Exercise XIX number 15 - Calculus Made Easy

Question

$$ \text{Use substitution}\quad\frac{1}{x}=\frac{b}{a}cosh\;u\quad\text{to show that}\quad\\ \int\;\frac{dx}{x\sqrt{a^2-b^2x^2}}=\frac{1}{a}\ln\frac{a-\sqrt{a^2-b^2x^2}}{x}\;+\;C.\\ \text{My way:}\\ \text{Let}\quad\frac{1}{x}=\frac{b}{a}cosh\;u\quad\\ x=\frac{a}{b}\frac{1}{cosh\;u}\\ dx=-\frac{a}{b}\frac{sinh\;u}{cosh^2u}du\\ x^2=\frac{a^2}{b^2}\frac{1}{cosh^2u}\\ u=cosh^-(\frac{a}{bx})\\ \int\frac{\frac{b\;cosh\;u}{a}\cdot-\frac{a\;sinh\;u}{b\;cosh^2u}}{\sqrt{a^2-b^2\cdot\frac{a^2}{b^2\;cosh^2u}}}du=\\ =\int\frac{-\frac{sinh\;u}{cosh\;u}=-tanh\;u}{\sqrt{a^2-\frac{a^2}{cosh^2u}}=\sqrt{a^2(1-\frac{1}{cosh^2u})}=\sqrt{a^2\;tanh^2u}=a\;tanh\;u}du=\\ =\int-\frac{du}{a}=\quad-\frac{1}{a}\int du=\quad -\frac{u}{a}\quad+\quad C =\quad-\frac{1}{a}cosh^-(\frac{a}{bx})\quad+\quad C=\\ =\quad-\frac{1}{a}\ln\Biggr(\frac{a}{bx}\pm\sqrt{\frac{a^2}{b^2x^2}-1}\Biggr)\quad+\quad C=\\ =\quad-\frac{1}{a}\ln\Biggr(\frac{a\pm\sqrt{a^2-b^2x^2}}{bx}\Biggr)\quad+\quad C=\\ =\quad-\frac{1}{a}\biggr(\ln(a\pm\sqrt{a^2-b^2x^2})-\ln(bx)\biggr)\quad+\quad C=\\ =\quad\frac{1}{a}\biggr(\ln(bx)-\ln(a\pm\sqrt{a^2-b^2x^2})\biggr)\quad+\quad C=\\ =\quad\frac{1}{a}\ln\frac{bx}{a\pm\sqrt{a^2-b^2x^2}}\quad+\quad C\\\text{What went wrong?} $$

Answer 1

You only have a minor error: $\cosh^-(\frac{a}{bx})= \ln\left(\frac{a}{bx} + \sqrt{\frac{a^2}{b^2x^2} - 1}\right)$, the minus-sign is not correct.

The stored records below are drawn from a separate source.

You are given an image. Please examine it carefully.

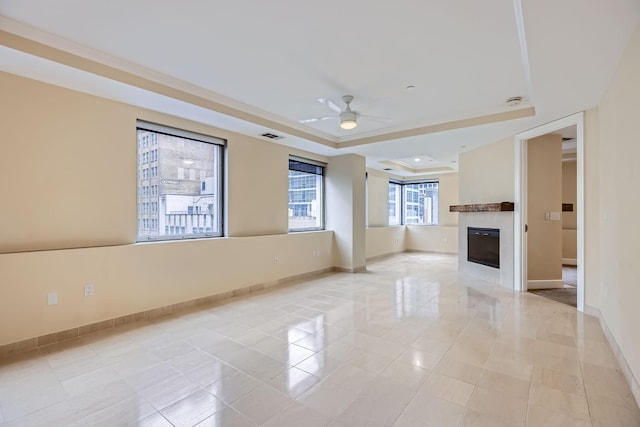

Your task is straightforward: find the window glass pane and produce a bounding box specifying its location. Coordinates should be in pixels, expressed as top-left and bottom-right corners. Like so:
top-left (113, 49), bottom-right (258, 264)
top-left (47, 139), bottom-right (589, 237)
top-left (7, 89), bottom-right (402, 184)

top-left (402, 182), bottom-right (438, 225)
top-left (289, 160), bottom-right (324, 231)
top-left (389, 182), bottom-right (402, 225)
top-left (138, 128), bottom-right (224, 241)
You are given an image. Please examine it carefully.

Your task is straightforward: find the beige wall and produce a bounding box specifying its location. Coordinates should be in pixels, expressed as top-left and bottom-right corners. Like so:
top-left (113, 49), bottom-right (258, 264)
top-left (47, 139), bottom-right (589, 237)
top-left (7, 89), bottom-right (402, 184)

top-left (406, 225), bottom-right (458, 254)
top-left (438, 173), bottom-right (460, 227)
top-left (366, 225), bottom-right (406, 260)
top-left (562, 161), bottom-right (578, 262)
top-left (459, 137), bottom-right (515, 205)
top-left (585, 22), bottom-right (640, 397)
top-left (527, 134), bottom-right (562, 280)
top-left (367, 169), bottom-right (389, 229)
top-left (0, 73), bottom-right (338, 345)
top-left (582, 108), bottom-right (603, 307)
top-left (325, 154), bottom-right (366, 271)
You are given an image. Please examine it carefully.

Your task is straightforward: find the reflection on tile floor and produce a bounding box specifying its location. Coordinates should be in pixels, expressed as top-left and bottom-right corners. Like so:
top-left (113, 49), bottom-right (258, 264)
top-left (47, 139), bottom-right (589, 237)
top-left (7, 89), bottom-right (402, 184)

top-left (0, 254), bottom-right (640, 427)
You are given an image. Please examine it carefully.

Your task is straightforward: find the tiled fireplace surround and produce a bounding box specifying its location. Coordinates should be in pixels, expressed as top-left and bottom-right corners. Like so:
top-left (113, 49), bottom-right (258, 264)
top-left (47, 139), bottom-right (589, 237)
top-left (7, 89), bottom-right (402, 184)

top-left (458, 212), bottom-right (514, 289)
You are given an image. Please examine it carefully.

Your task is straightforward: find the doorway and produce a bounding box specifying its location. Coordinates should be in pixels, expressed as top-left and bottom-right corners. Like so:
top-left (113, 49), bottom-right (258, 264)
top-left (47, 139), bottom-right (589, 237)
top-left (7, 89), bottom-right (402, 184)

top-left (514, 113), bottom-right (584, 311)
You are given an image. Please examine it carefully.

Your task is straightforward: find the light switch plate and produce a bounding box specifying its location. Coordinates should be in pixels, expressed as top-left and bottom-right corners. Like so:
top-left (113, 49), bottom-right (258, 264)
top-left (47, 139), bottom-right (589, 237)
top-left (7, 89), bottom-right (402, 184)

top-left (47, 292), bottom-right (58, 305)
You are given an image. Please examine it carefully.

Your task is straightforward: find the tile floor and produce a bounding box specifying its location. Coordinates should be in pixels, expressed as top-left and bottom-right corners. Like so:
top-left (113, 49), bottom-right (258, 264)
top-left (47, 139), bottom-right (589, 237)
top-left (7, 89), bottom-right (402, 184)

top-left (0, 254), bottom-right (640, 427)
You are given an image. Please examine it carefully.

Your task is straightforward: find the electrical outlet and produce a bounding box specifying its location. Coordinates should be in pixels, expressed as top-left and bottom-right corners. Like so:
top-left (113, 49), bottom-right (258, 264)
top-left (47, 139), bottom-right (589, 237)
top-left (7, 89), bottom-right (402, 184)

top-left (47, 292), bottom-right (58, 305)
top-left (84, 283), bottom-right (93, 297)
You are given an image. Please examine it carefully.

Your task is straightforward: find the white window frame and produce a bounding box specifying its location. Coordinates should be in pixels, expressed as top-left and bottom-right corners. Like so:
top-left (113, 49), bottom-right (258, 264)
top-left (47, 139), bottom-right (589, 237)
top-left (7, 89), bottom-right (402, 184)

top-left (136, 120), bottom-right (226, 243)
top-left (287, 156), bottom-right (327, 233)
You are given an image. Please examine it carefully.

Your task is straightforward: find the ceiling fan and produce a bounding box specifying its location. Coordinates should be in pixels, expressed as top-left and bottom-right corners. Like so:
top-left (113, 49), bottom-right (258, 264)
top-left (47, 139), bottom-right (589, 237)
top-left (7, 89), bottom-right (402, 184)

top-left (300, 95), bottom-right (389, 130)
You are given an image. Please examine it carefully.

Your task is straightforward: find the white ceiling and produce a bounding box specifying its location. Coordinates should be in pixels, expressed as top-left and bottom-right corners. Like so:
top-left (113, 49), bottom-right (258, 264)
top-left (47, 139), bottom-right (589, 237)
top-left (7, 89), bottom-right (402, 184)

This gives you $$\int\;\frac{dx}{x\sqrt{a^2-b^2x^2}}\quad = \quad\frac{1}{a}\ln\frac{bx}{a+\sqrt{a^2-b^2x^2}}+ C \\ = \quad \frac{1}{a}\ln\frac{b^2x}{a+\sqrt{a^2-b^2x^2}} - \frac{1}{a}\ln b + C $$ But $$\frac{b^2x}{a+\sqrt{a^2-b^2x^2}} \quad = \quad\frac{b^2x(a-\sqrt{a^2-b^2x^2})}{(a+\sqrt{a^2-b^2x^2})(a-\sqrt{a^2-b^2x^2})} \\ = \quad\frac{b^2x(a-\sqrt{a^2-b^2x^2})}{a^2 -(a^2-b^2x^2)} \quad = \quad\frac{a-\sqrt{a^2-b^2x^2}}{x}$$